The next stop was Granada. I couchsurfed with an art student and slept on a floor mattress in her modest university apartment for a night. She brought me to a Woody Allen movie screening in the dimly-lit cavern of a temporarily closed music venue. Completely enveloped in existential exhaustion, I fell asleep in a wooden booth and had to be woken up when the film was over. It was a bit embarrassing.
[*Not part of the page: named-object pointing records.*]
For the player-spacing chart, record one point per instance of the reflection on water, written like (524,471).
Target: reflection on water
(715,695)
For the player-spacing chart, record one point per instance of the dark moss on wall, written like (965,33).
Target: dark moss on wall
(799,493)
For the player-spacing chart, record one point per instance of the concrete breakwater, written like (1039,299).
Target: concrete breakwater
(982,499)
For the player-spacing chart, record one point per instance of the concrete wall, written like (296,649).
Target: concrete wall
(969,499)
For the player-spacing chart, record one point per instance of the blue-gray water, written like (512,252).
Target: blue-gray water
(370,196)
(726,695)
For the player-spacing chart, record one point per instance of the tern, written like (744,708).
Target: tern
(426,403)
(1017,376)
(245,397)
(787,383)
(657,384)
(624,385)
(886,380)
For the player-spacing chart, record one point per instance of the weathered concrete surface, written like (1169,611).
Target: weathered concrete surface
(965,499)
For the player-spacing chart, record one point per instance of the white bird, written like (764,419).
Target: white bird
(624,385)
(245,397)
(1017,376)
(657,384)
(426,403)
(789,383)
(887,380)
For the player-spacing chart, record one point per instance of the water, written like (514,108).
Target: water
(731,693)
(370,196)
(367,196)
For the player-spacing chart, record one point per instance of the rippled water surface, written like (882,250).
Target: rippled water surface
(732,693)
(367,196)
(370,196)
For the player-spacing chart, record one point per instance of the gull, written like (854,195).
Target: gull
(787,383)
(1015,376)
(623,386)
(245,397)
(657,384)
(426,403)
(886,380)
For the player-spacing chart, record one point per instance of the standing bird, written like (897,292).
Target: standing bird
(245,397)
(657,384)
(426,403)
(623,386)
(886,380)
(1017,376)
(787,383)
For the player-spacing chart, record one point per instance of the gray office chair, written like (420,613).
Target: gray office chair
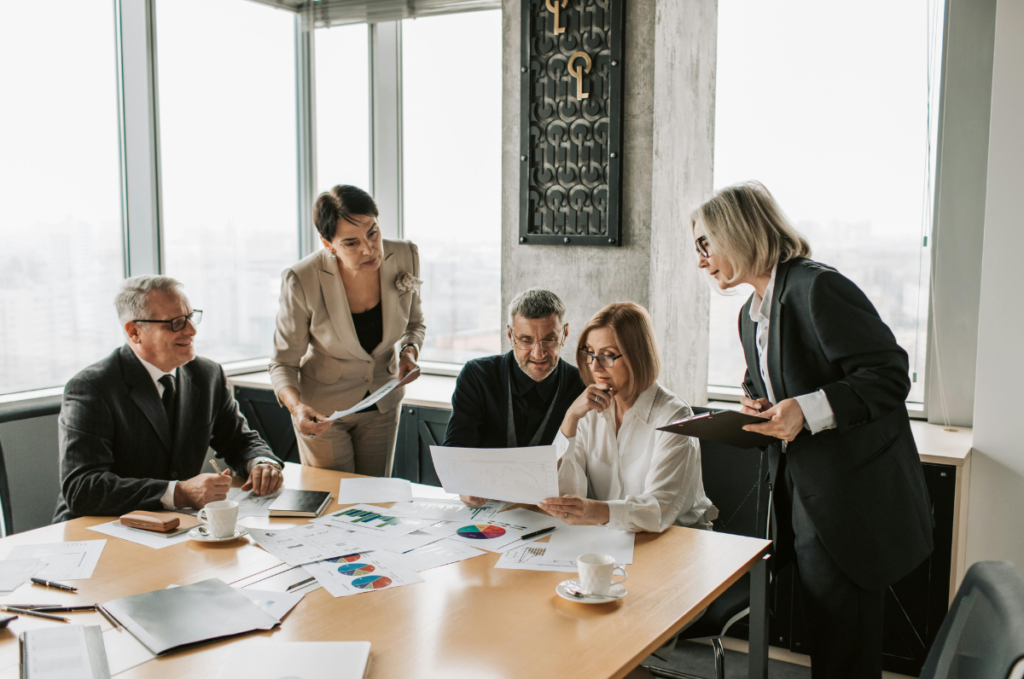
(982,636)
(736,480)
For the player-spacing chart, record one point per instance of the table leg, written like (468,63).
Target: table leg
(758,649)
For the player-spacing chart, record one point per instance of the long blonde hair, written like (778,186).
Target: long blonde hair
(745,226)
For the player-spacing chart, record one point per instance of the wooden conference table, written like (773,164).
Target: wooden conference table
(466,620)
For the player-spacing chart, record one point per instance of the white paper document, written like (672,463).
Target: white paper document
(437,554)
(304,544)
(354,491)
(448,510)
(346,576)
(65,560)
(373,520)
(375,396)
(14,573)
(571,541)
(512,474)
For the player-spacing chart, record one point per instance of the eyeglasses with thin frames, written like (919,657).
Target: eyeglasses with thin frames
(177,324)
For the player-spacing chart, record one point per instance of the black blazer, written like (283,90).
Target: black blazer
(116,451)
(480,401)
(861,482)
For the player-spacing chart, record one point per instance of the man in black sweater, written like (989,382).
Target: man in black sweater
(518,398)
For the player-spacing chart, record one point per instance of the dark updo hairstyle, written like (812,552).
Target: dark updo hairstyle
(342,202)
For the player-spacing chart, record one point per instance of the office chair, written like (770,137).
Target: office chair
(982,636)
(736,480)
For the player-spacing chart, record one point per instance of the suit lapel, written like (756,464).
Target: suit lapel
(143,392)
(337,306)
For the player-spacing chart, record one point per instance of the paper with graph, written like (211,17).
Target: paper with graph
(512,474)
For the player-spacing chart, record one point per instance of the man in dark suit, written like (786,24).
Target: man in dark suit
(135,427)
(518,398)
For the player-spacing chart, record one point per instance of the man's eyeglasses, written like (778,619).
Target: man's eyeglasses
(702,247)
(177,324)
(606,359)
(547,345)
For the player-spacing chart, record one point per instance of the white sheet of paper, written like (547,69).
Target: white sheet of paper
(14,573)
(532,557)
(115,529)
(437,554)
(512,474)
(446,510)
(355,491)
(375,396)
(65,560)
(368,573)
(305,544)
(571,541)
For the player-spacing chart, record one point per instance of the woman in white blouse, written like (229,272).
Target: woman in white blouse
(615,468)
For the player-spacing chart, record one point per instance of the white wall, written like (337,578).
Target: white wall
(996,506)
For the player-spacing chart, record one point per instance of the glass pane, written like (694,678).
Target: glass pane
(342,107)
(61,256)
(228,165)
(836,123)
(452,113)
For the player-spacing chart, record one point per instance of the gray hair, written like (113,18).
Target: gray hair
(536,303)
(133,296)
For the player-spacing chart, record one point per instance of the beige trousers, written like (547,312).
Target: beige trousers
(363,443)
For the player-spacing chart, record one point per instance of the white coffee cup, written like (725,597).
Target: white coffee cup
(596,571)
(220,517)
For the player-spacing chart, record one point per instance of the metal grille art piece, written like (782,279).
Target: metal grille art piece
(570,137)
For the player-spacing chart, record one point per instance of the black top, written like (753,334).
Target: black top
(479,405)
(529,401)
(370,328)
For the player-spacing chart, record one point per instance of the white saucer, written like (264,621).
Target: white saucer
(616,592)
(240,531)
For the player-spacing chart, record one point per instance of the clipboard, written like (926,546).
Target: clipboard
(722,427)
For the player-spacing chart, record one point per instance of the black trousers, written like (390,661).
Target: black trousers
(844,621)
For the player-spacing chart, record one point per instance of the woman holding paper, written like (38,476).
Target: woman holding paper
(349,323)
(615,468)
(850,502)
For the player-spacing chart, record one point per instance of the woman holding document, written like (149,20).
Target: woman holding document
(615,468)
(823,369)
(349,322)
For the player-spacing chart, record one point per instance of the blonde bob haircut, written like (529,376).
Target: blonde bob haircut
(745,226)
(635,338)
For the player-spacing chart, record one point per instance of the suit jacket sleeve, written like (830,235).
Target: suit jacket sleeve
(86,433)
(467,411)
(852,336)
(415,328)
(231,437)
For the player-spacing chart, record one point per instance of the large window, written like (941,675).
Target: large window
(228,168)
(832,105)
(452,109)
(60,240)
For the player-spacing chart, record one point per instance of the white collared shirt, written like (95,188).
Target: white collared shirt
(818,415)
(649,478)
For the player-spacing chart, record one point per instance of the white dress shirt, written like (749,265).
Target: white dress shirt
(649,478)
(167,500)
(818,415)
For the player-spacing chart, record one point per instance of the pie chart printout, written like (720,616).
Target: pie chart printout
(356,569)
(481,532)
(372,582)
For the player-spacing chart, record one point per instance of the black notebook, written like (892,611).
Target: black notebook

My time in Granada was brief. I was yearning for the countryside and couldn’t think of anything else. I longed to unfurl my tent and sleeping bag and read books into the night without worrying about bothering anyone. In the morning, I read the instructions again.

“Take the bus to Orgiva.”

It never occurred to me to ask the person who wrote it for more details. After traveling for so long, you tend to develop keen senses for decision-making. Sometimes I felt clairvoyant. I could look at a person, a place, or, in this case, a note, and see its motivations. With no impetus beyond the whims of my own mind, I had developed an indescribable method of choosing where to go and what to do. These actions just came as feelings; I’d watch them approach on a conveyer belt and either pick them up or let them pass. The virtual note was magnetic, and so I boarded a bus bound for the mountain village of Orgiva at golden hour. I didn’t understand what sort of surreal sinkhole I was barreling towards.